Et pourtant, cette question de la confiance et de l’adoption est une des clés du débat sur le contact tracing et de son efficacité. Ainsi, selon un modèle développé par l’université d’Oxford, il faudrait qu’au minimum 56% de la population générale d’un pays utilise une des applications pour qu’il y ait un réel impact sur le contrôle de l’épidémie [22, 23]. Dans le même temps, plusieurs média américains ont relayé une statistique selon laquelle plus de 2 milliards de téléphones portables pourraient être incompatibles avec les applications de contact tracing développées ceux-ci n’étant pas équipés des composants Bluetooth nécessaires [24].
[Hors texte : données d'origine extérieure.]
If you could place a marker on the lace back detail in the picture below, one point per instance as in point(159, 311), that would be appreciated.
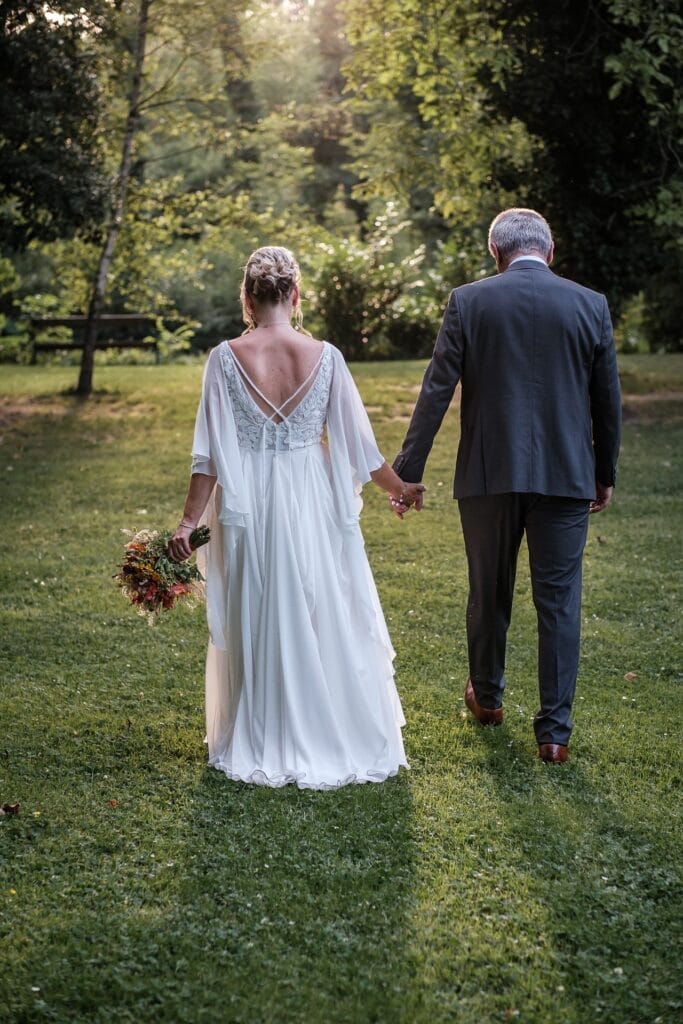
point(300, 428)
Enfin, notons que plusieurs chercheurs américains se sont unis à plus de 300 collègues dans différents pays pour manifester leur soutien pour le développement d’une solution de contact tracing décentralisé dans une lettre ouverte [25].

Tout ceci témoigne de l’attachement fort d’une frange de la population américaine à ses libertés individuelles (voir notamment un papier sur le contact tracing par l’ACLU, association de défense des droits individuels [26]) mais également de la peur d’une télésurveillance généralisée et rend complexe le déploiement d’une solution unique.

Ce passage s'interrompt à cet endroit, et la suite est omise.